La advertencia que las previene en contra de un hombre faldero, con frecuencia la hace otro hombre que las ha cortejado sin éxito. Generalmente surte el efecto contrario. Nada que seduzca más a la mayoría de las mujeres que un mujeriego. Sospecho que ante él, su vanidad se despierta y desean averiguar que tanto peso tiene su gracia femenina ante un hombre que ha saboreado tantas mujeres. A otras, tal vez, les interesa más la experiencia en sí; saber cuál es la magia de este hombre; cómo puede liberarlas de su desconfianza y llenarlas de credulidad… pero sin que se den cuenta; pues, en esta sutileza demuestra su arte en la seducción. El acto seductor tiene una misteriosa semejanza con el transito que va de la vigilia al sueño; en el que por mas que intentemos darnos cuenta en que momento nos dormimos no lo logramos, ya que en el momento mismo que lo advertimos, nos despertamos. Del mismo modo, cuando una mujer se ha sumergido en la entrevela erótica, existe el riesgo de un sobresalto; son muchas las que estando ya desnudas, de repente parecen despertar y cómo si hasta entonces hubieran estado sonámbulas se sorprenden de lo que están haciendo, se visten apresuradamente y exigen que se las conduzca a su casa. Todo buen seductor sabe que aunque en la fase avanzada puede hacerse todo el ruido que se quiera, gritar, etc.; al comienzo debe andarse de puntillas, como en un cuarto en que alguien recién se duerme. Tratar de acomodarse, apartarse para cambiar de música, puede ser fatal. Un solo gesto inapropiado, es como el chasquido con los dedos con que se despierta a alguien de una hipnosis; desconectar los teléfonos, alejar los relojes y evitar cambios bruscos como el crujir de una puerta… son precauciones inherentes al oficio del seductor. Quizás, el momento de mayor riesgo esta al desnudarlas; si el hombre falla en desabrochar un brassier o bajar una cremallera, puede probar una segunda vez; pero a partir del tercer intento la probabilidad de que la mujer vuelva en si y reaccione negativamente aumentara dramáticamente. En este comportamiento, es probable que, además, exista otra razón mas profunda; pues resulta curioso que aun la mujer que desea ser poseída, se torne inclemente cuando el hombre procede con torpeza; y, a menos que este enamorada, es corriente que éste rechazo sea más fuerte que ella; quizás este vinculado a un instinto que selecciona los mejores individuos y descarta aquellos torpes y vacilantes.

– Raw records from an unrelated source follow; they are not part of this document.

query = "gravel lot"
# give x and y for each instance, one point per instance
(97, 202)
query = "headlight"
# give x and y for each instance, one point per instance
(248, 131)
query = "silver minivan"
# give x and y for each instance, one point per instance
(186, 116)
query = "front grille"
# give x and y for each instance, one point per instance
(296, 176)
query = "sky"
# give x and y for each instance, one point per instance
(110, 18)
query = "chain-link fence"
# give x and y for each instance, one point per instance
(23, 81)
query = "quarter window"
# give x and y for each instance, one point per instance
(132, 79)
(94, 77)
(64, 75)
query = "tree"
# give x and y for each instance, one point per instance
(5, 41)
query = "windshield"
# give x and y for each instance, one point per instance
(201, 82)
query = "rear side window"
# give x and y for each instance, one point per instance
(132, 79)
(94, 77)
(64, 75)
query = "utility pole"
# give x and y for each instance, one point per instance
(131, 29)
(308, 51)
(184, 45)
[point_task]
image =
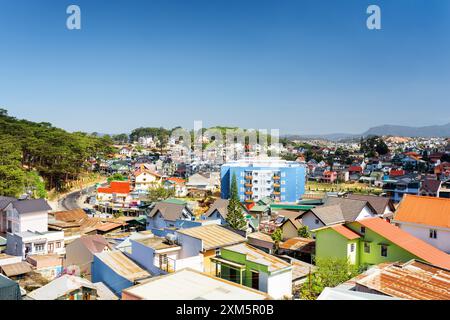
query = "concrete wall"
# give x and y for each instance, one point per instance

Al igual que aquellos que sufren de insomnio y desean algo que imperceptiblemente los introduzca en un profundo dormir, toda mujer ansia un hombre que la libere de su vigilia; y así cómo en la niñez sus padres le relataban un cuento, para hacerla dormir, anhela un hombre que logre suspender su incredulidad y sumergirla en el sueño erótico. No es improbable que, tanto para los hombres como para las mujeres, el lucrativo negocio de las “llamadas calientes” tenga su fundamento en esta esperanza. Para algunas personas este paralelo es casi textual y aspiran revivir la infancia pero trasladada al plano sexual, exigiendo historias eróticas para facilitar su entrega. Un hombre me confesó que su amante, una sicóloga experta en sexualidad, tenía gran dificultad para excitarse de una manera distinta a esta. Cuando recién la conoció, le pareció divertido y empezó por contarle anécdotas de su juventud. Sin embargo, cómo muchas de sus experiencias resultaban simplonas, el tuvo que distorsionarlas. Finalmente se vio obligado a inventarse tal cantidad de historias y tan atrevidas; que de haberlas recopilado habría conformado un libro; así como Lewis Carrol, intentando hacer dormir a su sobrina, terminó componiendo: “Alicia en el país de las maravillas”. La “Historia de O”, de Pauline Reage, aparentemente nace de las mismas circunstancias; solo que, en este caso, es una mujer que se cuenta a sí misma historias eróticas cuando su esposo se va a trabajar y la deja sola.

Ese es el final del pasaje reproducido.